あきらはいつも休けい時間に友だちとみんなでペッタンという遊びをしていた。いちばん人気があるのは、めずらしい牛乳のふたの未使用のふたで、デカは大きいふたで、カッチンは未使用のふた。いろいろなデザインもあった。  

ある日の休けい時間もいつも通りみんなとペッタンをして遊んでいたらつまずいて転んでしまった。

目が覚めたら今まで誰も持っていなかったデカとカッチンがいっしょになったデカのカッチンを、ぼくはにぎっていた。

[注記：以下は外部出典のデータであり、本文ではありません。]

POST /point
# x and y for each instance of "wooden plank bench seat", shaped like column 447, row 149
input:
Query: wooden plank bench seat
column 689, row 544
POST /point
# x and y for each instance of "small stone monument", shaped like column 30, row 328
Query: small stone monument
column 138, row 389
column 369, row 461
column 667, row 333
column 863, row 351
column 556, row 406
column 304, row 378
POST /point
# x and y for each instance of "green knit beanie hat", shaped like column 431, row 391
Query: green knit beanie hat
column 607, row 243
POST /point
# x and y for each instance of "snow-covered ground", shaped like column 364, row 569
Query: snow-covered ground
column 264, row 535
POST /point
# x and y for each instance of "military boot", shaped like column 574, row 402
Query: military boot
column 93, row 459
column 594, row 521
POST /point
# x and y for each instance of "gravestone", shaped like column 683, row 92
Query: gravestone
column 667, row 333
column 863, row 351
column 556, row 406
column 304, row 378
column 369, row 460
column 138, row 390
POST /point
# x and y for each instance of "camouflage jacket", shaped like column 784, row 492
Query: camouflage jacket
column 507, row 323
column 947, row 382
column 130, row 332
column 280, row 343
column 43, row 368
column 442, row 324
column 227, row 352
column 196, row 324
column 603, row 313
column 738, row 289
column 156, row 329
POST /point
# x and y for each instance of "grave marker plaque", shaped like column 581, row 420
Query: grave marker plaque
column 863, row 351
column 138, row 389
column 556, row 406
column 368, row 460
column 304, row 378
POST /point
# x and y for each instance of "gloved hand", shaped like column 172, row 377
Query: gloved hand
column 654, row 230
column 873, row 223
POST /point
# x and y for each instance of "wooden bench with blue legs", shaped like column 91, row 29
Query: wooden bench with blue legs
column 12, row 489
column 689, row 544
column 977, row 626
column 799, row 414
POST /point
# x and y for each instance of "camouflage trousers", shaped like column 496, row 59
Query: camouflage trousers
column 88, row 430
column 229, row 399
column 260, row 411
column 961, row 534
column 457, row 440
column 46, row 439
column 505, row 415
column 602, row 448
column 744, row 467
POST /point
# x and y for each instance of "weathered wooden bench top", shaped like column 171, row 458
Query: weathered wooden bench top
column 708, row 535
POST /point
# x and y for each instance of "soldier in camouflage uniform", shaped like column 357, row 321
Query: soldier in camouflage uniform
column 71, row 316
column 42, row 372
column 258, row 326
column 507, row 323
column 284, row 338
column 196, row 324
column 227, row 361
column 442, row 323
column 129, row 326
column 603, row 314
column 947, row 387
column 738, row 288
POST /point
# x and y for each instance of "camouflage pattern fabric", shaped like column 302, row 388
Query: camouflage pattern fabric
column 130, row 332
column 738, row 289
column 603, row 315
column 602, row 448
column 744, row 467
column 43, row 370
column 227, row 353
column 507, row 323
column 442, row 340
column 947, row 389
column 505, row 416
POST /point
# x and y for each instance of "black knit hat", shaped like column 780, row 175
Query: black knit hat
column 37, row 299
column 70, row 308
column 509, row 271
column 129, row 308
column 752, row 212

なんで持っていなかったデカのカッチンをにぎっているんだろうと不思議に思った。

でも、これでみんなに勝てると喜んでいた。そしてデカのカッチンを使って遊んでいると友だちからうらやましがられたりしてあきらはとても喜んでやっていた。その時、友だちに、

「それ、どうやって手に入れたんだよ。」

と聞かれたので、あきらは、

「それが、さっき転んでしまって目が覚めたら持っていたんだよ。」

と言うと友だちが、

「それ、どういうことだよ。何で転んだら、持っていたんだよ。」

と言われたので、あきらは、

「それが、ぼくも分からないんだよ。」

と言うと、

「じゃあぼくも転んで、目が覚めたらデカのカッチンを持っているのか?」

と言われたのであきらは

「う~ん……それは分からないからためしにやってみる?」

と言われたので、友だちはわざと、教室で転んだ。そして、目が覚めるとデカのカッチンを手でにぎってはいなかった。二人とも不思議に思って何で同じことをしたのに持っていなかったんだろうと考えながらもう一度遊んでいた。

そして、あきらがもう少しで勝てそうになったとき、チャイムが鳴った。  

 

気づいたらもう、デカのカッチンは持ってはいなかったし、もう少しで負けそうになっていた。どうしてもう少しで勝てそうだったのに負けそうになっていたんだろうと思い、さっきの友だちに話してみた。けどその友だちは、

「何のこと。」

と言った。  

あきらは不思議なことがたくさんあって、ボーっとしていると先生に、

「席に着きなさい。」

と言われた。  

そしてまたいつも通り授業を受けていた。